UDP source port

I need to specify the source port of a UDP message (this is not the same as destination port, but it is the port it a message is sent from). I need to communicate with some professional hardware, it will reply using whatever is the source port of a message.

I had previously worked around this with Poco:

I am wondering if there is another workaround as Poco is not longer part of OF.

As I read (http://serverfault.com/questions/341263/how-are-udp-source-ports-selected) there is difference in the way windows mac and linux will generate source ports for UDP messages). It would be great to rectify this across platforms, I am approaching this problem for something that needs to run on OSX and Windows.

Fred

poco is still present as an addon so any old code relying on it will keep working just by including that addon in your project.

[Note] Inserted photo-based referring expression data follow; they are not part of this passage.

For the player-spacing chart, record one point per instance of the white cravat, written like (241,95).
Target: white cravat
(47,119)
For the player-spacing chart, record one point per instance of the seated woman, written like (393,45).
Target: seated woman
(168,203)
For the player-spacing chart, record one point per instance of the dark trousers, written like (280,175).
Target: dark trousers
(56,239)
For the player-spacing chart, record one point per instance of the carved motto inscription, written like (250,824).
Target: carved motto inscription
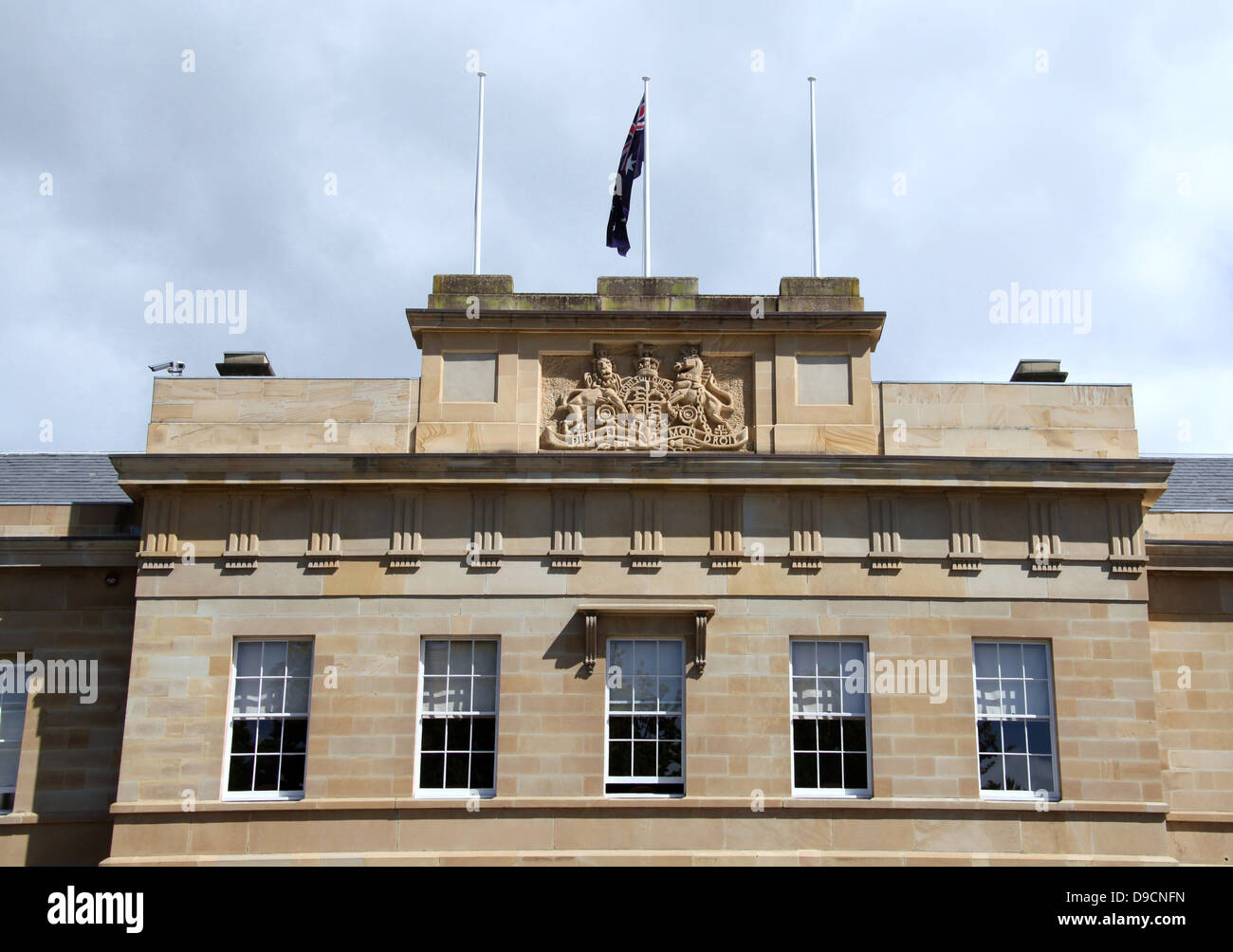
(699,407)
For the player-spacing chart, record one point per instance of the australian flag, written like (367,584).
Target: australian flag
(630,168)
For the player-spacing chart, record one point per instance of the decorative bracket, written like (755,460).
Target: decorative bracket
(592,641)
(591,613)
(701,639)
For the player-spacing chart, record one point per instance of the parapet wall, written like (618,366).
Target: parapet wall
(1007,419)
(284,414)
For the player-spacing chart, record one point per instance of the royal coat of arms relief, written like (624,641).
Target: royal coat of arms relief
(644,411)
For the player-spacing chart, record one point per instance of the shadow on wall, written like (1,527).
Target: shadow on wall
(78,622)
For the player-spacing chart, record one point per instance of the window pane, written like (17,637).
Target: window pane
(987,697)
(248,659)
(852,700)
(246,700)
(291,774)
(620,758)
(671,657)
(1036,661)
(804,734)
(985,660)
(460,657)
(432,771)
(484,734)
(239,776)
(460,693)
(274,659)
(989,737)
(300,659)
(671,693)
(1012,697)
(620,690)
(854,734)
(990,772)
(456,771)
(434,694)
(269,737)
(432,734)
(854,659)
(243,737)
(644,759)
(1042,774)
(484,771)
(645,692)
(435,653)
(646,659)
(271,696)
(485,694)
(486,657)
(806,770)
(804,694)
(830,700)
(267,772)
(1016,772)
(297,696)
(1039,698)
(620,656)
(457,734)
(804,659)
(1040,738)
(827,659)
(295,735)
(670,759)
(1010,661)
(830,770)
(1014,737)
(670,727)
(855,772)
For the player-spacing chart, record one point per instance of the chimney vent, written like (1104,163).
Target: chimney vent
(246,364)
(1039,372)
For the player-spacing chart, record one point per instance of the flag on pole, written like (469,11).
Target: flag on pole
(629,168)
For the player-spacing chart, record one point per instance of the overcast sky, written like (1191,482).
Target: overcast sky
(962,147)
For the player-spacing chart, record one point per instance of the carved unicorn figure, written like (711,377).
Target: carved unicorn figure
(697,388)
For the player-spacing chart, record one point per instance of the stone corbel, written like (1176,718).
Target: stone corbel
(701,639)
(591,613)
(592,623)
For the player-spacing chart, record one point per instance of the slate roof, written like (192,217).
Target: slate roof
(1199,484)
(58,477)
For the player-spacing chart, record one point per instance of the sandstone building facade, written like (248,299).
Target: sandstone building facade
(637,576)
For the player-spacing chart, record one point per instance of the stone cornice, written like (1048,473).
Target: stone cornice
(140,472)
(1190,555)
(26,551)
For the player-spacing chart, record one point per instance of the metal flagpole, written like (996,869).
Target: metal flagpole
(479,177)
(646,177)
(813,168)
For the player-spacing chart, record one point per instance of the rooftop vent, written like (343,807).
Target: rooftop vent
(1039,372)
(246,364)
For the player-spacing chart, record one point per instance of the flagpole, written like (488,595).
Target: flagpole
(479,177)
(646,177)
(813,168)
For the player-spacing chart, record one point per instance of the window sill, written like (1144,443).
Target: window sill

and yes i guess it should be relatively straightforward to add a method to get the source port to the ofxNetwork classes

Cheers, I just found it, will give it a go with ofxPoco.

hi @fresla,

I’ve been in the same situation as you in the past and have done this by binding the to port that I want to remote hardware to respond to, without ofxPoco.

Here I send to port 5555 of the device, the device will reply to my IP address on port 5556.

// send
std::string ip = "192.168.130.255";
m_udpSend.Create();
m_udpSend.Bind(5556);
m_udpSend.SetEnableBroadcast(true);
m_udpSend.Connect(ip.c_str(), 5555);

char buf[2];
buf[0] = 'P';
buf[1] = 'B';

if (m_udpSend.Send(buf, 2))
{
    printf("Sent %s to IP: %s\n", buf, ip.c_str());
}

oh yeah i totally forgot about that, using Bind you can select which port you want the socket to listen at

Ok, I’ll do some tests and see how I go. looks like a great and super easy solution.